Mis pensamientos, poemas, cuentos... de Isabel Agüera

11 ene 2020

MI POBRE CARTERA


Siempre he creído, y ahora estoy segura de ello, que la cosa más importante que he tenido en mi vida fue mi cartera de niña, una cartera de cartón piedra que me dejaron los Reyes un año en mis zapatos de charol. Cada mañana, antes de ir al colegio, la limpiaba con cuidado y la quería tanto que la guardaba en el mejor sitio de mi habitación. En el más cómodo y fresco en los veranos y en el más cálido en los inviernos. 
Para mí que aquella cartera era como un ser vivo con el que yo me relacionaba.
En la clase  le dedicaba más de la mitad de mi silla, lo que provocaba que, en muchas ocasiones, me cayera para atrás.
 En aquella cartera guardaba las cosas más queridas por mí: libros, lápices, estuche de dos plantas... y, bueno, otras pequeñas cosas que eran como tesoros, por la ilusión que me hacían: una muñequilla de trapo, que había hecho yo misma, una caja de pastillas Juanola, una pluma color rosa que encontré en un viejo sombrero en una buhardilla de casa de la abuela Isabel, papelotes con dibujos, cromos de los pastelitos,  galletas  para el recreo, mi botecito de pétalos de rosa con alcohol y sobre todo, guardaba, escondía, en mi cartera todo lo que mis hermanos intentaban saquearme.
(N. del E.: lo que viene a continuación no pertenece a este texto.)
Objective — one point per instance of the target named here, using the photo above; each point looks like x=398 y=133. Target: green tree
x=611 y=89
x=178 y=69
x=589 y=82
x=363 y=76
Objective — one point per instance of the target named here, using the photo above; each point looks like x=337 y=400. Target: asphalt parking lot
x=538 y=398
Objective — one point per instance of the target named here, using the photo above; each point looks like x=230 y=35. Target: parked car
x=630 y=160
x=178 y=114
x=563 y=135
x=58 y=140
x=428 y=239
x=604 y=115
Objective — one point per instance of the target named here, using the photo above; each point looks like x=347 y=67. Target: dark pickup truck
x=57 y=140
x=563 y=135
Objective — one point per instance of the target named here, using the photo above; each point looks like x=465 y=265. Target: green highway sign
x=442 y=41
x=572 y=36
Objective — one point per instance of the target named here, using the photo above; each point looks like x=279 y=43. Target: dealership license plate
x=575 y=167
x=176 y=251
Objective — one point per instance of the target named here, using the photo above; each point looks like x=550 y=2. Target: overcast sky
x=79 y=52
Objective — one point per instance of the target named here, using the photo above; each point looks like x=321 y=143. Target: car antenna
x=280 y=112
 Cada mañana,  con cuidado, me la colocaba sobre la espalda y, aunque casi no podía mover los brazos por el peso, la llevaba con gusto. 
Me sentía como un pequeño caracol con la casa a cuestas.
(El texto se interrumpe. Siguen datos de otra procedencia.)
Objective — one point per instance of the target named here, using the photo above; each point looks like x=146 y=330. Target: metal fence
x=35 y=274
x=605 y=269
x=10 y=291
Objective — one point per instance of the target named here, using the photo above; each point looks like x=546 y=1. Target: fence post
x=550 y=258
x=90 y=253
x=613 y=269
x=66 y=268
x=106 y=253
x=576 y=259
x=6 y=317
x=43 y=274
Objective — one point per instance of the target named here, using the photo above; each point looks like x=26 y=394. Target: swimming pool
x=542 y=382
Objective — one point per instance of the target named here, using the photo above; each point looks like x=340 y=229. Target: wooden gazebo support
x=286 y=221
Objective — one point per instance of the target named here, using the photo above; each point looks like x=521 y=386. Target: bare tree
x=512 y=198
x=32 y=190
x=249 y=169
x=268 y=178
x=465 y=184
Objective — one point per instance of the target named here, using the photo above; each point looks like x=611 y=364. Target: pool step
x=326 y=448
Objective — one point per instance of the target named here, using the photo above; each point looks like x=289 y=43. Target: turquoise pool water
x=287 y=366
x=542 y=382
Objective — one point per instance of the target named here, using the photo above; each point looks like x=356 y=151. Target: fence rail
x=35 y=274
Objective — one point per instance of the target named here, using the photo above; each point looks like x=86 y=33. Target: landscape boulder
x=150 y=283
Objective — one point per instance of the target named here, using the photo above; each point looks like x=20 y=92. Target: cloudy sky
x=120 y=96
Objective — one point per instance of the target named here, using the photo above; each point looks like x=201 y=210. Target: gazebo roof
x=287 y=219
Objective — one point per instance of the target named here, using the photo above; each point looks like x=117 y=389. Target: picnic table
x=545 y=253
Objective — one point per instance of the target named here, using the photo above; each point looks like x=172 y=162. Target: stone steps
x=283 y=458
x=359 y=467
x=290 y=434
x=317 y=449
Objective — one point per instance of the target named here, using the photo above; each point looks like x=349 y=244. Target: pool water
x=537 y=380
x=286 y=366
 Un día, que llegué temprano a la escuela, me senté sobre el bordillo de la puerta. A mi lado coloqué la cartera.
Era un día negro de nubes. Casi llovía. La gente madrugadora caminaba con prisa. Empezaba a hacer frío. A distancia, pasó un perro tirando de un viejo y, por la acera de enfrente, una mujer medio hablando sola y con un puñado de papel pringoso de jeringos calientes
De pronto aparecieron tres chavales melenudos y negros. Uno de ellos dijo: ¿Jugamos al balón con la cartera de esta niña tonta?”
Y, sin esperar respuesta, le dio un puntapié que la traspuso al medio de la calle donde los otros dos, siguiendo con el juego, la pateaban de un lado para otro.
 Yo, atónita e impotente,  con lágrimas que caían de mis ojos, asistía al dolor de mis cosas dando vueltas dentro de la cartera que parecía alejarse de mí como diciéndome, adiós para siempre, mientras aquellos chavales, entre risotadas  y malos tratos, se perdían repitiéndome de vez en cuando: ¡Alelá! ¡Ya te puedes estar comprando otra; ésta ya no te sirve ni para yesca!
Una mujer, al paso, exclamó: ¡Dejad en paz a la niña y devolvedle su cartera!
Por respuesta una sarcástica carcajada y unas ofensivas palabras: ¡Cállate, vieja!